Het aantal sterfgevallen door borstkanker is in de Verenigde Staten met 58% afgenomen tussen 1975 en 2019. Dat blijkt uit een studie van Stanford Medicine, die afgelopen week is gepubliceerd in Journal of the American Medical Association (JAMA).
De lagere sterfte is te danken aan drie factoren: betere screening (bevolkingsonderzoek), betere behandeling van vroege borstkanker en een effectievere aanpak van uitgezaaide borstkanker. Deze factoren zijn afgerond goed voor respectievelijk 25, 47 en 29% van de sterftedaling.
Vergeleken met een soortgelijk onderzoek in 2005 is het relatieve belang van screening gedaald. ‘Betere aanpak van vroege borstkanker, gebaseerd op het moleculaire profiel van de kanker, is nu de factor die zorgt voor de grootste reductie van sterfte’, zegt professor Sylvia Plevritis, co-senior auteur van het JAMA-artikel.
‘Een indrukwekkende studie in JAMA, die aantoont wat de afgelopen jaren is bereikt op het gebied van borstkanker, met de combinatie van vroegdiagnostiek en betere behandelingen.’ Dat schreef Maurice van den Bosch, bestuursvoorzitter Antoni van Leeuwenhoek (Nederlands Kanker Instituut), afgelopen week op LinkedIn over de nieuwe studie.
In Nederland komt borstkanker steeds vaker voor. Een op de zeven vrouwen wordt er vroeg of laat mee geconfronteerd. Het aantal jaarlijkse diagnoses steeg tussen 2011 en 2021 van 14.135 naar 15.795. Maar het aantal patiënten dat aan deze ziekte overleed, daalde juist in deze periode: van 3.283 naar 3.127.
Bij patiënten met stadium IV (uitgezaaide borstkanker) is de overlevingskans de laatste jaren slechts beperkt toegenomen. De sterkste verbetering van overleving is te zien bij patiënten met een stadium II of III borstkanker bij diagnose, schrijft het IKNL. De 10-jaars relatieve overleving voor deze patiëntgroepen is sinds 1989 gestegen met respectievelijk 21% en 25%.
‘Borstkanker is een duidelijk voorbeeld van een ziekte die steeds beter te behandelen is, ook in ons land’, zegt Peter Bertens, manager Innovatie bij de Verenging Innovatieve Geneesmiddelen (VIG). ‘Dat komt voor een deel door betere diagnostiek, denk aan nieuwe imaging methodes, en door betere chirurgische behandelingen. Maar er is ook veel te danken aan de ontwikkeling van betere therapieën.’
Op dit moment is een grote groep geneesmiddelen beschikbaar, die allemaal op een andere manier werken. Al aan het einde van de vorige eeuw zijn medicijnen ontwikkeld die specifiek de groei van kankercellen konden afremmen. Recenter ontwikkelde geneesmiddelen bestaan uit combinaties van een antilichaam (dat gericht kankercellen opzoekt) met een chemotherapeuticum (dat giftig is voor een kankercel). Daardoor kunnen kankercellen die niet met een operatie te verwijderen zijn tóch worden aangepakt.
Sommige tumoren reageren goed op de behandeling met een hormoon. De effectiviteit van deze behandeling neemt nog toe als ook geneesmiddelen gebruikt worden die celdeling afremmen. Ook wordt tumorgroei soms afgeremd door geneesmiddelen die de vorming van nieuwe bloedvaten in tumoren blokkeren.
Een andere gamechanger was de ontwikkeling van specifieke diagnostiek. Hierdoor kon het genetische profiel van de tumor gebruikt worden bij de keuze van een behandeling.
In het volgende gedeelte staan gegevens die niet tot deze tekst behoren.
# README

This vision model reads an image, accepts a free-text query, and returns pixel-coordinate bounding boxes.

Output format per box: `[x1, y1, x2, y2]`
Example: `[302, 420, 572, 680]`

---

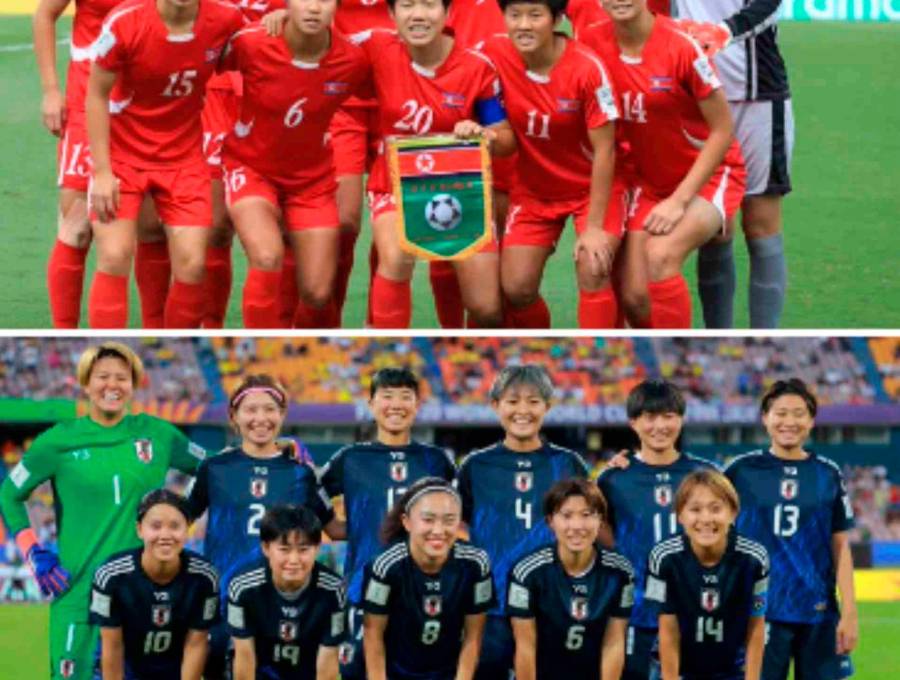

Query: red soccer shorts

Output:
[367, 191, 500, 253]
[628, 163, 747, 231]
[91, 160, 212, 227]
[328, 102, 381, 177]
[200, 88, 241, 179]
[503, 181, 628, 249]
[224, 156, 340, 231]
[56, 110, 93, 192]
[491, 154, 518, 194]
Dit maakt de kans op een geslaagde behandeling veel groter en voorkomt ook onnodige behandelingen.
‘Maar helaas kunnen we nog steeds niet iedereen goed helpen’, vervolgt Bertens. ‘Zo is de behandeling van kanker die niet hormoongevoelig is vaak nog lastig. Op dit moment worden ook de eerste celtherapieën (CAR-T) getest. Hierbij worden bepaalde cellen uit het bloed van patiënten in de fabriek genetisch aangepast, zodat ze, na terugplaatsing in het lichaam, extra krachtig zijn in het gericht vernietigen van tumorcellen. Verbeteringen zijn er ook nog te verwachten bij de toepassing van nieuwe chirurgische technieken.’
Juist omdat innovatieve therapieën bij kanker vaak levensverlengend en soms zelfs genezend zijn, blijft de VIG graag in gesprek over betere toegang tot deze behandelingen in Nederland.